Professor Ewan Clayton, who went to the same school as Camilla, created the ornate artwork which is used to show her official position.

It was widely seen during King Charles's coronation earlier this month.

Now, as Ewan puts his works on display, he has told how he came to design the monogram and how honoured he was to be picked to do it.

Ewan, who is based in Brighton, said: “I feel that it is really nice to have done a piece of work which will go down in history. Several generations of people will see it.

“I was quite nervous about doing it because it’s quite high profile but I now feel very honoured.

The Argus: Queen Camilla's Royal CypherQueen Camilla's Royal Cypher (Image: Ewan Clayton | Tim Noad)

“I didn’t realise quite how widely it would be used at the coronation. My sister was sending me messages every time she saw it.”

Ewan, a professor at the Royal Drawing School, was picked to create the cypher and collaborated with friend Tim Noad, a heraldic painter who designed the crown in the design.

Calligrapher Ewan also shares links to Camilla having attended the same school, Dumbrells boarding school in Ditchling.


He said the former Duchess of Cornwall, who was born in Plumpton, would have been aware of the heritage of calligraphy in the South Downs village. Camilla was shown all the potential designs during the drawing process and “wanted hers to look different from the King’s”.

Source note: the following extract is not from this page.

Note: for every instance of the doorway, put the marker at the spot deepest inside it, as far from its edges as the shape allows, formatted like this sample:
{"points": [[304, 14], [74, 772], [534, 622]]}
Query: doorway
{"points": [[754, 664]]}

Edward Johnston, who designed the typeface used for the London Underground, lived in Ditchling and is considered one of the most prominent figures in modern calligraphy.

The Argus: Queen Camilla at the coronation with the cypher embroidered on her dressQueen Camilla at the coronation with the cypher embroidered on her dress

The design for Camilla's cypher includes the letters C, for Camilla, and R, regina, intertwined and topped with a crown.

As well as being used at events such as the coronation, Camilla’s cypher will be used on cards and gifts as well as traditionally on crosses and wreathes laid for remembrance events.

Ewan is currently displaying some of his sketches as part of the Artists Open House trail in Brighton.

Other works, including drawings by some of Ewan's students, can be found in the Open House in Sillwood Road.